Die Krankenkasse lehnte die Kostenübernahme für die beinverlängernde Operation ab. Denn es liege kein "regelwidriger Körperzustand" vor.
Dies bestätigte nun auch das LSG. Angesichts der Bandbreite menschlichen Aussehens sei nicht jede Abweichung ein regelwidriger Körper- oder Geisteszustand. Erst wenn Menschen weniger als 1,41 Meter groß sind, würden sie als "behindert" gelten. Eine Schwerbehinderung liege erst vor, wenn eine Körpergröße von weniger als 1,31 Meter besteht.
Hier liege die Klägerin deutlich über diesen Werten und damit noch im Normbereich. Für eine körperliche Anomalität müssten Auffälligkeiten so ausgeprägt sein, "dass sie sich schon bei flüchtiger Begegnung in alltäglichen Situationen quasi ‚im Vorbeigehen‘ bemerkbar machen". Auf die subjektive Einschätzung der Klägerin komme es nicht an.

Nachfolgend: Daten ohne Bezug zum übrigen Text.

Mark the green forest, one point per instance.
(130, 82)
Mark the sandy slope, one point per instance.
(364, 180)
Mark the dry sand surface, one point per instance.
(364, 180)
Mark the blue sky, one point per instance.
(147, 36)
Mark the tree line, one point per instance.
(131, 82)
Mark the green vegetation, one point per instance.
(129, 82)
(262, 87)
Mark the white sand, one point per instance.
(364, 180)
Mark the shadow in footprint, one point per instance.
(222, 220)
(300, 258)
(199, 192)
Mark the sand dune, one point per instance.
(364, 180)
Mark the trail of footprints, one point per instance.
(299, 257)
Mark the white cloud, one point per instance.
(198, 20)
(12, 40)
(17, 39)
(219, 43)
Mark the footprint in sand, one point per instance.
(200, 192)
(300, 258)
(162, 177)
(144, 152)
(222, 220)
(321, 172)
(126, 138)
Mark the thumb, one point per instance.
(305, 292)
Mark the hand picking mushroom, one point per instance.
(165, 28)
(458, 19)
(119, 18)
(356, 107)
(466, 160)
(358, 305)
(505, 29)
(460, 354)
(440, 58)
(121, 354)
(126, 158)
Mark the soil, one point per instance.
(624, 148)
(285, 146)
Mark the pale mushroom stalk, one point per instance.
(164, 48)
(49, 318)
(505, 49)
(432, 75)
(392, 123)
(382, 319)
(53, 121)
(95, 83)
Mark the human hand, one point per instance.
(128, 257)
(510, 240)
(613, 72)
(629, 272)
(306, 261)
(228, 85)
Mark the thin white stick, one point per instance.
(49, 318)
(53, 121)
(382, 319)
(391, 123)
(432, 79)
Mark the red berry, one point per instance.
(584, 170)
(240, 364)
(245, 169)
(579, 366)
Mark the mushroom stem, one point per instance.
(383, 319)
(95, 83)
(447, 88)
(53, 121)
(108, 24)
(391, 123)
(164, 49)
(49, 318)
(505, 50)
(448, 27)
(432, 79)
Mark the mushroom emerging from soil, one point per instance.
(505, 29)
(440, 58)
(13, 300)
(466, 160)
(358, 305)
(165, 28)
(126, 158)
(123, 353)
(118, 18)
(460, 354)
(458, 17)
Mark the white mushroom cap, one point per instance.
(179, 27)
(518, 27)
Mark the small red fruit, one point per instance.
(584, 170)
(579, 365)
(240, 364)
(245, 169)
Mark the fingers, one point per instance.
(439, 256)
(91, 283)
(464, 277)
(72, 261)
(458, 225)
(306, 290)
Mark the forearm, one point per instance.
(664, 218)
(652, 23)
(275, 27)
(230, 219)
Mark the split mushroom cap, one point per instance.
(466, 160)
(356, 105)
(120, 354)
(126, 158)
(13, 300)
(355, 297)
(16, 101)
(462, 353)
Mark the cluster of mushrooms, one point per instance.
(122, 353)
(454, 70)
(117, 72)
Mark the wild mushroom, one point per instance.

Eine operative Beinverlängerung komme auch nicht in Betracht, um die vorliegenden psychischen Störungen zu behandeln. Denn nach dem Stand der medizinischen Erkenntnisse sei es zweifelhaft, ob solch ein Eingriff in den gesunden Körper zur Überwindung einer psychischen Erkrankung geeignet ist, befand das LSG.